Of seven top management and performance challenges faced by the agency in 2022, a report just released by the federal credit union regulator’s inspector general office states, three of the challenges are newly identified: ensuring readiness in a pandemic environment (economic), supporting diversity in the credit union industry, and managing human resources.
The top challenges are described in a March 4 report of the National Credit Union Administration (NCUA) Office of Inspector General (OIG) that was just recently posted to the agency’s website. The IG office, in its report, said it holds the information to be helpful to policy makers, including the NCUA and congressional oversight bodies. “We further hope that it is informative for the credit union industry regarding the programs and operations at the NCUA and the challenges it faces,” it said.
The seven top challenges identified for the coming year include:
- Economic Outlook in a Pandemic Environment (new)
- Cybersecurity and IT Governance – Protecting Systems and Data
- Risks Posed by Third-Party Service Providers
- Managing Interest Rate Risk and Liquidity Risk
- Industry Consolidation and Challenges Facing Small Credit Unions
- Supporting Diversity in the Credit Union Industry (new)
- Human Capital and Planning for the Future Workforce (new)
Four of the challenges were also reported last year. Some of the detail regarding the three new ones is provided below:
Economic Outlook in a Pandemic Environment
Inflation, rising interest rates, declining confidence in economic policies, worsening views of long-term economic prospects, continues to weigh on confidence, the report states. Noting that individuals and businesses may not be able to meet their debt obligations to financial institutions, it states that loan defaults may increase as pandemic-related economic pressures continue.

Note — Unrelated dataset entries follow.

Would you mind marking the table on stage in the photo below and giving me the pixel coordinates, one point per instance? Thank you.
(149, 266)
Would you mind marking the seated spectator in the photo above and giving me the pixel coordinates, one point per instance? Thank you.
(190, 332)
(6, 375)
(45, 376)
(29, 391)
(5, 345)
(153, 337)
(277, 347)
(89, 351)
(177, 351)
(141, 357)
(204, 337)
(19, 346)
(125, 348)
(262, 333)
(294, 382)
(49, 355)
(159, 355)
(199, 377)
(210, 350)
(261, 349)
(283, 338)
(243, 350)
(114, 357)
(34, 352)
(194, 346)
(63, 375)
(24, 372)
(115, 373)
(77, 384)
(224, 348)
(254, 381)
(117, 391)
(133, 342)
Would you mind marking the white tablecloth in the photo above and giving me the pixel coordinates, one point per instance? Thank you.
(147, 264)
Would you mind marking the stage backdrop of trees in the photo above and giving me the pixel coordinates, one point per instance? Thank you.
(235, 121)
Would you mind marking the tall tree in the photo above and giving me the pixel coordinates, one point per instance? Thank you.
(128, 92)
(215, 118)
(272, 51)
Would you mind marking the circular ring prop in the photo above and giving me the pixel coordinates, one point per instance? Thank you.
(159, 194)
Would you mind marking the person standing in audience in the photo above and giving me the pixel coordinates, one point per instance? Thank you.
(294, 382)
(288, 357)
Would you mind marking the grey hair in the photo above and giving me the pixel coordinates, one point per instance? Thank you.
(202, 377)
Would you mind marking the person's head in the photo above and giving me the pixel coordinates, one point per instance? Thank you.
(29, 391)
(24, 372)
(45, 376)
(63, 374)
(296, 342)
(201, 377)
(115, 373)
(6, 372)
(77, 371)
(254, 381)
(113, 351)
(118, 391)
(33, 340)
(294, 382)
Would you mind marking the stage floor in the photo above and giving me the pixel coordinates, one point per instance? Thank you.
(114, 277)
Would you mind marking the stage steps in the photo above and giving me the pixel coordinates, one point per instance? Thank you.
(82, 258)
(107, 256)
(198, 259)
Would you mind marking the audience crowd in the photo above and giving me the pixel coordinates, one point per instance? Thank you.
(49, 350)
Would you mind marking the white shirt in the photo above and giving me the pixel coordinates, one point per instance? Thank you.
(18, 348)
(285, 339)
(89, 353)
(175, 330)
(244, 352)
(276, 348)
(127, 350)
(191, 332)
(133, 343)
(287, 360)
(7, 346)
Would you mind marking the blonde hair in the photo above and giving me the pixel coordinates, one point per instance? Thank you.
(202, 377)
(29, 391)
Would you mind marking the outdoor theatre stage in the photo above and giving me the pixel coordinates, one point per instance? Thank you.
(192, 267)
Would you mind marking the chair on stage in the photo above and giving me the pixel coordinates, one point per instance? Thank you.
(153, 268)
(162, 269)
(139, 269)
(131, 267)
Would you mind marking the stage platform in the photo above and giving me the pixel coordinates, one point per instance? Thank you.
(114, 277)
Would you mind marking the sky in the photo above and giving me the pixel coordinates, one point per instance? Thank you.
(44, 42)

“The NCUA should continue to stand ready to fulfill its mission to maintain financial stability in the credit union industry, and to identify and mitigate risks through examinations,” it states “The NCUA should also prepare for credit union failures in the event that losses overwhelm credit unions. Further, through its supervisory processes, the NCUA should review credit unions’ adherence to government Guaranteed Loan Program requirements and identify fraud, operational, legal, and reputational risks that may affect the safety and soundness of the credit union industry.”

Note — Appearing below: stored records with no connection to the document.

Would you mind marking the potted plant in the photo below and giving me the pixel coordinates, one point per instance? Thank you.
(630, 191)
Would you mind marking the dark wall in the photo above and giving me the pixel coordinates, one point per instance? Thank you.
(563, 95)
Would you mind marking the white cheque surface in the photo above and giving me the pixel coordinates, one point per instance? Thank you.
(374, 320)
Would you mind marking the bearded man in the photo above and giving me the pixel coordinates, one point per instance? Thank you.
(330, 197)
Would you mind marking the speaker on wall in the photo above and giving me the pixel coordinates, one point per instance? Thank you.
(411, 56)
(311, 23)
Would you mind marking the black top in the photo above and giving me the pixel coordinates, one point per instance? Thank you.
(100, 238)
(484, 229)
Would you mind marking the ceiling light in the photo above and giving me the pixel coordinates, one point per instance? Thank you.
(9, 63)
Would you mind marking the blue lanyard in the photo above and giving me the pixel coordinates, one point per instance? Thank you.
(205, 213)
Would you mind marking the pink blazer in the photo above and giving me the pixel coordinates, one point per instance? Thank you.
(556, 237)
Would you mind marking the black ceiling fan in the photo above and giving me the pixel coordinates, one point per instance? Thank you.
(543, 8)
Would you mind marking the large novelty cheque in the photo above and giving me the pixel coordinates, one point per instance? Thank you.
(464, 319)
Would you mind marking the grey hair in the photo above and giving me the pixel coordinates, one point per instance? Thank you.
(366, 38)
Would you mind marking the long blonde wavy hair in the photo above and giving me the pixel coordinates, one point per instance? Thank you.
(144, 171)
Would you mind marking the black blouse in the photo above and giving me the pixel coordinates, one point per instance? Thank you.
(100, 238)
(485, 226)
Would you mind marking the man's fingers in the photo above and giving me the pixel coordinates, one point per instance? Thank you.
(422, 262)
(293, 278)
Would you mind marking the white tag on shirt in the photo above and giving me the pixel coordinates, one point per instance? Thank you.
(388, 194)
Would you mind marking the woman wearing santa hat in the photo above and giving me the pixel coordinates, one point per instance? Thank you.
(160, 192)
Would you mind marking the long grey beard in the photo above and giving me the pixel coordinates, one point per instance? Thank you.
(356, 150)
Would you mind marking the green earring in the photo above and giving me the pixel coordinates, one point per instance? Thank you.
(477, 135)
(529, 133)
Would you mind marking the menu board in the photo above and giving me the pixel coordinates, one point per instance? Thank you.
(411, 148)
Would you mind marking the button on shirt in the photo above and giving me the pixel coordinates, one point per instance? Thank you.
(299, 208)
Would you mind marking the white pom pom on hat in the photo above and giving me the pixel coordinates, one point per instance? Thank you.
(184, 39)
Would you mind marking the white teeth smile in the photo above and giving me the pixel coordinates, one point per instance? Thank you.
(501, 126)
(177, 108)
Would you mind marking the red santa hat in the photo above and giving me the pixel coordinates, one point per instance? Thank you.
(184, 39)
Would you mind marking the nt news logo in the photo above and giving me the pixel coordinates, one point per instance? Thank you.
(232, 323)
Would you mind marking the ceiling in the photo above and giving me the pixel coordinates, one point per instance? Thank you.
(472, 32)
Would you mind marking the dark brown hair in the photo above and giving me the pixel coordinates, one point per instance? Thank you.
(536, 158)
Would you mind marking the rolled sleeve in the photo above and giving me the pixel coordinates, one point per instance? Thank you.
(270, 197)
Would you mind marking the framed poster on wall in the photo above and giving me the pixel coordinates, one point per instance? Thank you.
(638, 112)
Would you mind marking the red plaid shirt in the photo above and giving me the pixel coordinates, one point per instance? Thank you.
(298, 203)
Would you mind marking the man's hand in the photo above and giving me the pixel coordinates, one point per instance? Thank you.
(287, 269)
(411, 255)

Supporting Diversity in the Credit Union Industry
The report notes that minority communities and businesses have suffered significantly during the pandemic. It said the agency’s continued commitment to commitment to diversity and inclusion in the federal regulatory process is is critical for the NCUA to foster greater financial inclusion for all Americans.

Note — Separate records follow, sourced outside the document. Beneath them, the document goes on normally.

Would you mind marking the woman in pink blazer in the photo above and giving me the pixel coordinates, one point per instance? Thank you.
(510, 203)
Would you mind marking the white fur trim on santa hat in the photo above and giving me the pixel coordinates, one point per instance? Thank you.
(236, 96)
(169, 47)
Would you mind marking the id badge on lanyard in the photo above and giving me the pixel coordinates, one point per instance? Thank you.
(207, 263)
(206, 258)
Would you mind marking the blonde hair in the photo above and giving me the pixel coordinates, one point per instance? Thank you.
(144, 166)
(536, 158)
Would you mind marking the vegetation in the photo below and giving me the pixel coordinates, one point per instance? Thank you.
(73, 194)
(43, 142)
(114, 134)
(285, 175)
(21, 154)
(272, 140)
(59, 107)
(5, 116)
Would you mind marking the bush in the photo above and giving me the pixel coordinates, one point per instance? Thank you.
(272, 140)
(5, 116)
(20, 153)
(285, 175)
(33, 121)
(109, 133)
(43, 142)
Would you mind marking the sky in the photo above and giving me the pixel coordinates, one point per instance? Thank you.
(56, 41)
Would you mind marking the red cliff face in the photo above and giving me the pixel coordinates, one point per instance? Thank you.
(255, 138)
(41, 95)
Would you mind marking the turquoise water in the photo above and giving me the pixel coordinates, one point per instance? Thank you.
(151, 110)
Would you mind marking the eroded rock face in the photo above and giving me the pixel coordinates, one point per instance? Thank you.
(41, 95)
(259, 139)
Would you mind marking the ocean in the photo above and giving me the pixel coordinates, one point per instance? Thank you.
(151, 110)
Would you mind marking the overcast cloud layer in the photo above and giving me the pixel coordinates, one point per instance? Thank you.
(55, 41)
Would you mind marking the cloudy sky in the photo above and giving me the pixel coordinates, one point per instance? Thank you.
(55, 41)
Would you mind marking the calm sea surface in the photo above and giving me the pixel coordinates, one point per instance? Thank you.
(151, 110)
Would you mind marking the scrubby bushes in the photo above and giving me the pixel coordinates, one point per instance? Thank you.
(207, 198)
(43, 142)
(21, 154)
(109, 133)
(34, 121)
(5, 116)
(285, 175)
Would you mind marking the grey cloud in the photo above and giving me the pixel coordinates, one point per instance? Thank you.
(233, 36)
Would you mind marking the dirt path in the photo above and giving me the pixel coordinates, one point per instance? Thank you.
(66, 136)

The report points to the agency’s 2015 final interpretive ruling to establish a Minority Depository Institution (MDI) Preservation Program, established to achieve the goals of preserving and encouraging MDIs as directed under section 308 of the 1989 Financial Institutions Reform, Recovery and Enforcement Act (FIRREA). These goals, it states, are to preserve the present number of MDIs; preserve the minority character of MDIs that are involuntarily merged, or are acquired, by following the prescribed “general preference guidelines” to identify a merger or acquisition partner; to provide technical assistance to prevent insolvency of MDIs that are no longer insolvent; to promote and encourage the creation of new MDIs; and to provide for training, technical assistance, and educational programs.
“The NCUA plays an important role in preserving and promoting MDIs. From the OIG’s 2022 Work Plan, we recently began an audit of the NCUA’s Minority Depository Institution Program,” the report notes. “We plan to review the NCUA’s actions to preserve and promote MDIs and assess the Agency’s achievement of the MDI Program’s goals.”
Human Capital and Planning for the Future Workforce
The report points to the “significant” management challenge for the NCUA of maintaining a well-trained, sustainable workforce while facing challenges in retirement eligibilities, succession planning, and training. The agency has 1,150 employees in its central office and three regional offices, with 35% (407) of them eligible to retire in five years; that includes retirement rates of 61% for executives and 55% for supervisors over the same period.
A key challenge here, it notes, is finding “appropriate” successors who can lead nad who have the requisite skills and expertise needed to ensure the agency’s ability to achieve its mission effectively, “especially given the significant investments in, and time required for, credit union examiner certification,” the report states.